Now that perl passes its own tests if you disable taint support via -Accflags=..., I'm running a CPAN smoker with it, and slowly working my way through all the "up river" modules that fail on it - hence this PR.

jkeenan commented 1 year ago

On 4/23/23 10:24, David Cantrell wrote:

[snip]

Now that perl passes its own tests if you disable taint support via |-Accflags=...|, I'm running a CPAN smoker with it, and slowly working my way through all the "up river" modules that fail on it - hence this PR.

My initial reaction to your second commit was, "Wow, that's an awfully big lot of new code just to maintain the same functionality! And now a diligent CPAN maintainer has to test any taint-related code against one (or possibly two) different Perl builds!"

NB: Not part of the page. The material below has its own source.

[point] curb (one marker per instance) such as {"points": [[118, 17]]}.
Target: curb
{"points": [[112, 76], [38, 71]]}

Thanks for undertaking this investigation. I will hope to get to studying it for this distro soon. I just wonder how many CPAN maintainers will be willing to undertake similar adaptive work in their distros.

DrHyde commented 1 year ago

It's actually very little code, the contents of 07_taint.t and 10_formatting.t have been moved into non-.t files so that a perl built with the noisy version of NO_TAINT_SUPPORT won't ever see them and so won't blow chunks. The new versions of 07_taint.t and 10_formatting.t just check to see if taint-mode is supported and either exec() those renamed files or say "nope, skipping".